Sie stellen eine Ergänzung zu der Seitenverkleidung Opti Flow Side Wings dar.
Diese patentierten Luftleitelemente verzögern durch ihre spezielle Kontur den Luftstrom. So wird der Staudruck an Achsen und Rädern verringert, was den Luftwiderstand senkt, weil die Luft unter dem Trailer hindurch und um ihn herum geleitet wird. Laut Wabco ergibt das in der Summe 7 % Sparpotenzial.
Der kombinierte Einsatz beider Aerodynamikelemente an Seiten und Heck soll laut Wabco bis zu 7 % Kraftstoffeinsparung bewirken.
Fazit: Die faszinierende Idee, durch aerodynamische Perfektionierung von Lastzügen Kraftstoffverbrauch und CO2-Emissionen spürbar zu senken, stößt in Deutschland und vielen anderen EU-Staaten wegen der Bauhöhenbegrenzung von Nutzfahrzeugen auf 4 m schnell an ihre Grenzen.
Eine Anhebung dieses Limits ist allein schon wegen der Durchfahrtshöhe ungezählter Brücken- und Tunnelbauwerke auf den paneuropäischen Transitrouten illusorisch.

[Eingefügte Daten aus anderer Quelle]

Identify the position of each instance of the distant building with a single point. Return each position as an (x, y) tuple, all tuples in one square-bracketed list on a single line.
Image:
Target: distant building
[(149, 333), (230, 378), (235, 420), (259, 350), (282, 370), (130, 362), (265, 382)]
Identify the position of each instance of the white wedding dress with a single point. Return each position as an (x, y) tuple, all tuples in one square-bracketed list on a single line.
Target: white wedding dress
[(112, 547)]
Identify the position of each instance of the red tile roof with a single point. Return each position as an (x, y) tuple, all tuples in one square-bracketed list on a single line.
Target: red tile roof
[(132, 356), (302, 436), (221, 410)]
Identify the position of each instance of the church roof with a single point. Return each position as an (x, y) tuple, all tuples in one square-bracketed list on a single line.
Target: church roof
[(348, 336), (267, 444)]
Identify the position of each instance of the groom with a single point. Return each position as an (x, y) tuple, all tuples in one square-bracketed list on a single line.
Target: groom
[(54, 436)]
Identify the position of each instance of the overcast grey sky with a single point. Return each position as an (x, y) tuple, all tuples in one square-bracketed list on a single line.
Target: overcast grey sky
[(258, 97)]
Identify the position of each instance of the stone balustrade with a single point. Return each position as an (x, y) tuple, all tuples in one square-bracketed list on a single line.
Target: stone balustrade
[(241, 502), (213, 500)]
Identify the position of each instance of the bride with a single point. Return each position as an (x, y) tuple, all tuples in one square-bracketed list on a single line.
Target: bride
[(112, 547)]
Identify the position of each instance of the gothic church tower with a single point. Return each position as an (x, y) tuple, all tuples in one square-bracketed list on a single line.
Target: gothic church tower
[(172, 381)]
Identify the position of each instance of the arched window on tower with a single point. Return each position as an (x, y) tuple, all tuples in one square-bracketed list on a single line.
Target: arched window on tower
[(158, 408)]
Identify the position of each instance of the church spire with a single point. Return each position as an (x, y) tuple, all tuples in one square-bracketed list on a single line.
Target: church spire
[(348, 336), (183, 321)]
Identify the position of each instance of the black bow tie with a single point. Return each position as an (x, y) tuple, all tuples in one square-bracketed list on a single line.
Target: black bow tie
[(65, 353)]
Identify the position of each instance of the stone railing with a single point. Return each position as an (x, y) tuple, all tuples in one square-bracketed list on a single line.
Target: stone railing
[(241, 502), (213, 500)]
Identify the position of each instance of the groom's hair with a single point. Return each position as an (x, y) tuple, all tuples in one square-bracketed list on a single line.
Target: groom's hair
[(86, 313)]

Darüber hinaus bleiben als verbrauchs- und schadstoffreduzierende Maßnahmen vor allem innermotorische Verbesserungen im Antriebsstrang, an denen Lkw-Hersteller und Zulieferer mit hoher Schlagzahl arbeiten – sowie Leichtlaufreifen, Leichtlauföle oder Leichtbau – die Mittel der Wahl.
Eine mögliche Alternative wäre der Lang-Lkw, der ungeachtet positiver Praxiserfahrungen etlicher Speditionen noch immer auf hartnäckigen Widerstand der Politik trifft.